You think insurance is overrated? I haven’t watched my steps so vigorously since prom night’s dance. When wandering among million-euro vehicles, one wrong move and my family fortune are gone, including that of my grand-grandchildren.
One of the highlights of Rétromobile (more info on the show in the intro-post) is the auction of high-end luxury cars at the stage of the Artcurial Auction House. Upon acquisition of the catalogue, visitors can access the floor to observe the exquisites and rarities. This year, the auction will be divided into four chapters: on 8th February, collector cars were presented (basically the bulk of cars), including an Alfa Romeo 8C 2900B Touring Berlinetta from 1939 and a Bugatti 51 Grand Prix from 1931.
The next day, a collection of 93 MV Agusta classic motorcycles were lined up. In the morning of 10th February, a V12 engine from a Ferrari F50 and a 1968 Villa d’Este boat will be offered during the “Racing, Flying, Yachting” sale and lastly, the “Vibration” sale, featuring the world’s largest ensemble of Formula 1 helmets and accessories will end the auction week.
The flagship car of the auction was a noble Alfa from the pre-war era.
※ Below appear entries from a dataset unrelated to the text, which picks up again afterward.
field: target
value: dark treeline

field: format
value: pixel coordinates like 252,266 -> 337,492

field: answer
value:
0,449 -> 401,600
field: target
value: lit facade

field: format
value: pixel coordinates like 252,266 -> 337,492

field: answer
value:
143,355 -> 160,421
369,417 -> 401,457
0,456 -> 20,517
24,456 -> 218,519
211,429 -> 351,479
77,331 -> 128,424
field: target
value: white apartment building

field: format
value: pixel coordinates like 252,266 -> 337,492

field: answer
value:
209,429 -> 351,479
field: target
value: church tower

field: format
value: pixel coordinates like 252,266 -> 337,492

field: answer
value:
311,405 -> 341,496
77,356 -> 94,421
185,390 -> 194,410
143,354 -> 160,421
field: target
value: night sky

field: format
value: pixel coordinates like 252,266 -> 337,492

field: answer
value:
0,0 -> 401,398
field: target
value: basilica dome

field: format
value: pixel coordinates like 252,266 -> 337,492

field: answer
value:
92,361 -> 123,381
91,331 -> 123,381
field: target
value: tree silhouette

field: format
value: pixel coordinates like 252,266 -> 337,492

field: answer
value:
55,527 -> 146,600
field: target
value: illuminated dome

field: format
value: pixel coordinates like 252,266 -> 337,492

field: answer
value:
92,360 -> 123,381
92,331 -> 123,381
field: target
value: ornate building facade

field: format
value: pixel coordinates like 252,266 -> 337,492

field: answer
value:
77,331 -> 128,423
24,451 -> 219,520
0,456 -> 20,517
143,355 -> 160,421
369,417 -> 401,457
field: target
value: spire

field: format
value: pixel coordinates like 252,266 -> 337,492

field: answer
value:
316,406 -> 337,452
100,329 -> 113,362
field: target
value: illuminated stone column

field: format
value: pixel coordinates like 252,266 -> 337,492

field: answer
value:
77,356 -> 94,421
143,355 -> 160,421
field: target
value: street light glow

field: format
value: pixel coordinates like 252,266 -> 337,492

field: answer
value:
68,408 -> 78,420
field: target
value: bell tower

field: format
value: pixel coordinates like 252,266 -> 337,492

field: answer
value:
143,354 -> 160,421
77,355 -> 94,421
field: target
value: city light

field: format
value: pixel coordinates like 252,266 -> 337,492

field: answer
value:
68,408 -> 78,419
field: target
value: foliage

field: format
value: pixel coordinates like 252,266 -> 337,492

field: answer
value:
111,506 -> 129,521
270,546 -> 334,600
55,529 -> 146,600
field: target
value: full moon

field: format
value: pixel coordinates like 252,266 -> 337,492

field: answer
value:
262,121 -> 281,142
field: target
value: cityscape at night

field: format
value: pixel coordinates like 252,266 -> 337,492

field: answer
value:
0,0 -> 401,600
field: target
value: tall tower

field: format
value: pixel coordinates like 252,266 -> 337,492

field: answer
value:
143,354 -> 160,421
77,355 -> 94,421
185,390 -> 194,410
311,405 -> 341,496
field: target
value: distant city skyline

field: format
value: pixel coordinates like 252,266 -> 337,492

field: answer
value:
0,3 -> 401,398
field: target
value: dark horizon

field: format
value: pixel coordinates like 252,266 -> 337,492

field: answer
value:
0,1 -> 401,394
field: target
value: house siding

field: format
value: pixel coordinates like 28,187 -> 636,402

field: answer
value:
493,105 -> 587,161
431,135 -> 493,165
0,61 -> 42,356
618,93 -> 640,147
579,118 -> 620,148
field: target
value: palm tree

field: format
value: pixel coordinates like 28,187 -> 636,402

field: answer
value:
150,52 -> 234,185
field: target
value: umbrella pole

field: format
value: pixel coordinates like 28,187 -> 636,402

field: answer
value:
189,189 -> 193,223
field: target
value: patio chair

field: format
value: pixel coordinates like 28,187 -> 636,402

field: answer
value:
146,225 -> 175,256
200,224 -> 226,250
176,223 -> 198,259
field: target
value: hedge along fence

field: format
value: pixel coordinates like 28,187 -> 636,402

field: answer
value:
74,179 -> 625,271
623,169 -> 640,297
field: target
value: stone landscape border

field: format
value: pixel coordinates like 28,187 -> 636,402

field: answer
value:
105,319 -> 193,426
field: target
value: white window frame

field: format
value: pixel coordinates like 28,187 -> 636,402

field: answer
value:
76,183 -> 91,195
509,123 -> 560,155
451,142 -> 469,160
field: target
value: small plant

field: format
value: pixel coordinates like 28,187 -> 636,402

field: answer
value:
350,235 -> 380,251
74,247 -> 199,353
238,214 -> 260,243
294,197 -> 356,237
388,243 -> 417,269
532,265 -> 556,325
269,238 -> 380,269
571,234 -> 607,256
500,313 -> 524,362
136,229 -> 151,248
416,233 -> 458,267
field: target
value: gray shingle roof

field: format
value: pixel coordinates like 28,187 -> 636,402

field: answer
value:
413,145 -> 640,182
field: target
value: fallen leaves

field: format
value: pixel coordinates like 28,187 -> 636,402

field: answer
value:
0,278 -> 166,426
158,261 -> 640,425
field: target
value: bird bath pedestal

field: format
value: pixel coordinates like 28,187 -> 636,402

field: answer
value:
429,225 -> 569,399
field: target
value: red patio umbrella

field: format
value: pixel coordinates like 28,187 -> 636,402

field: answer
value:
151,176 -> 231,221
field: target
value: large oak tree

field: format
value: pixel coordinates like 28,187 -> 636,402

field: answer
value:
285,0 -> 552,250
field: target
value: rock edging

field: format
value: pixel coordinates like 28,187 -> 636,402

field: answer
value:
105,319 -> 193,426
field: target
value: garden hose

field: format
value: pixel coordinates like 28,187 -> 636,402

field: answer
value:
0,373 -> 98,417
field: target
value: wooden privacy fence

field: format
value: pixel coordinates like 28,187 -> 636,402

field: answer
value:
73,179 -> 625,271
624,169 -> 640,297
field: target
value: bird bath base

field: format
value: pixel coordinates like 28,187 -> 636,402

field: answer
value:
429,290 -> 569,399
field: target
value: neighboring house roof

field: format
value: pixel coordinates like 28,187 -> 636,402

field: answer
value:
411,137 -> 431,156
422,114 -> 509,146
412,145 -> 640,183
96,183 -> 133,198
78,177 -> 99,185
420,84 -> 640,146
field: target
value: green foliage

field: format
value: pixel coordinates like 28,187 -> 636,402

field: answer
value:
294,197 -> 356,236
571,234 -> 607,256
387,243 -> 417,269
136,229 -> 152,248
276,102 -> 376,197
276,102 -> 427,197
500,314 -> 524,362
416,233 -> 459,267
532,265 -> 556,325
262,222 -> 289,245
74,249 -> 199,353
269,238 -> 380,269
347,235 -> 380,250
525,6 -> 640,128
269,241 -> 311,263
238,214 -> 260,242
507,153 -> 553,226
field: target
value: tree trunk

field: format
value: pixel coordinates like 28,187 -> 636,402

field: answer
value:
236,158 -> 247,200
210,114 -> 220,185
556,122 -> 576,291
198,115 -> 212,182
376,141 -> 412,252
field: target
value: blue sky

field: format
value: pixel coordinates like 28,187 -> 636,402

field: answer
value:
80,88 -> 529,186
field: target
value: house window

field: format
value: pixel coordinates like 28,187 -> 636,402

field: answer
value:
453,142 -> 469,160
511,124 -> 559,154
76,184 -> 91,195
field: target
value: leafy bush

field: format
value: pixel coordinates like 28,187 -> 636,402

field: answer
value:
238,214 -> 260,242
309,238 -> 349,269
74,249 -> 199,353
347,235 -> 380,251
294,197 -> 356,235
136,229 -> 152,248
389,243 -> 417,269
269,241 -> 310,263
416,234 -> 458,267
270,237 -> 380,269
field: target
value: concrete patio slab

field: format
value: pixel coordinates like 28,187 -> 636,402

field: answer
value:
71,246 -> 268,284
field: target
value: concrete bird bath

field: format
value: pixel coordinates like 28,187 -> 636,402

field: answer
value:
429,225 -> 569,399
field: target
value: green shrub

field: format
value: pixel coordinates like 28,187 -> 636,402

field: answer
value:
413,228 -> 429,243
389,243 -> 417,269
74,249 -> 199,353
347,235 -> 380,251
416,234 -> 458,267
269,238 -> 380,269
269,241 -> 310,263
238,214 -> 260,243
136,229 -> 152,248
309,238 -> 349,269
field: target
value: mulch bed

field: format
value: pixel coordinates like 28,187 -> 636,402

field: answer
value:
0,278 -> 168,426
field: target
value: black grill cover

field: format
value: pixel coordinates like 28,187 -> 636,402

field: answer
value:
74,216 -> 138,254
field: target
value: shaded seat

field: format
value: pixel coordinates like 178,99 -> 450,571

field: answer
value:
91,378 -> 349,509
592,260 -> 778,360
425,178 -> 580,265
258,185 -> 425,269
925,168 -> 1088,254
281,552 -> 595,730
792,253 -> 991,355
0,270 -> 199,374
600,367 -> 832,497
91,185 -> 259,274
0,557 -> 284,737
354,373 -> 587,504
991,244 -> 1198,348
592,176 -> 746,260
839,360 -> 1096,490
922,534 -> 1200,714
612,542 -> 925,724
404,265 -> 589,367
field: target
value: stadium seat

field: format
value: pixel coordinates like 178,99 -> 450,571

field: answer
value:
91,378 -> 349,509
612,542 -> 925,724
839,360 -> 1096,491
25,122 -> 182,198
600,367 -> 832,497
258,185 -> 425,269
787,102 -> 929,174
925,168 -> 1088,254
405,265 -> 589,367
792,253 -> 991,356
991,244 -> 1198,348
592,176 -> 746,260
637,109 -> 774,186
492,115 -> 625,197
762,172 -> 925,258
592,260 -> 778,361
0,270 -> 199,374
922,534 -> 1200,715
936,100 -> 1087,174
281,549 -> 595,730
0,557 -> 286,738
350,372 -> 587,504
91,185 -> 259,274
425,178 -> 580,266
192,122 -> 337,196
The 1939 Alfa Romeo 8C 2900B Touring Berlinetta was estimated at 16 – 22 Million euros, even if sold at lower end of that threshold. At a 16,7 Million euros sales price, you start to question your friends joking about the depreciation of Alfas. : )
The Hammer fell at 16,7 Million euros (!!!!)
At that Epoque, Alfa Romeo was successfully competing with the dominant German constructors, and having won the most important races, the firm decided to share this success with its private customers by creating road-legal versions of its race cars. Some thirty 2.9-litre chassis were built, fitted with spider or Berlinetta bodies, equipped with competition engines. Just five examples of the Berlinetta version were built by the Italian coachbuilder Touring.
Along with the Bugatti Atlantic, the Alfa Romeo 8C 2900B Touring Berlinetta these cars showed the quintessence of everything that was magnificent about pre-war production and boasted the awards from the most prestigious Concours d’Elégances.
Some of the featured cars were on individual podiums, where you know the car is exceptional, even among the Auction lots like a Countach, an Aston Martin Vanquish Zagato or a Mercedes SLS. Like the 1931 Bugatti 51 Grand Prix estimated at 4.000.000 euros.
I was ever more surprised to find a 1936 Bugatti 57 Atlantic without a podium, but it turned out it was a very professional replica in the chassis of a 57 series production car.
The 1953 Maserati A6GCS race car was a permanent guest, or at least I recall to see a similar one showcased last year too. Participation is no guarantee for a sale here, but the amounts I see I don’t recall in any other classic car show.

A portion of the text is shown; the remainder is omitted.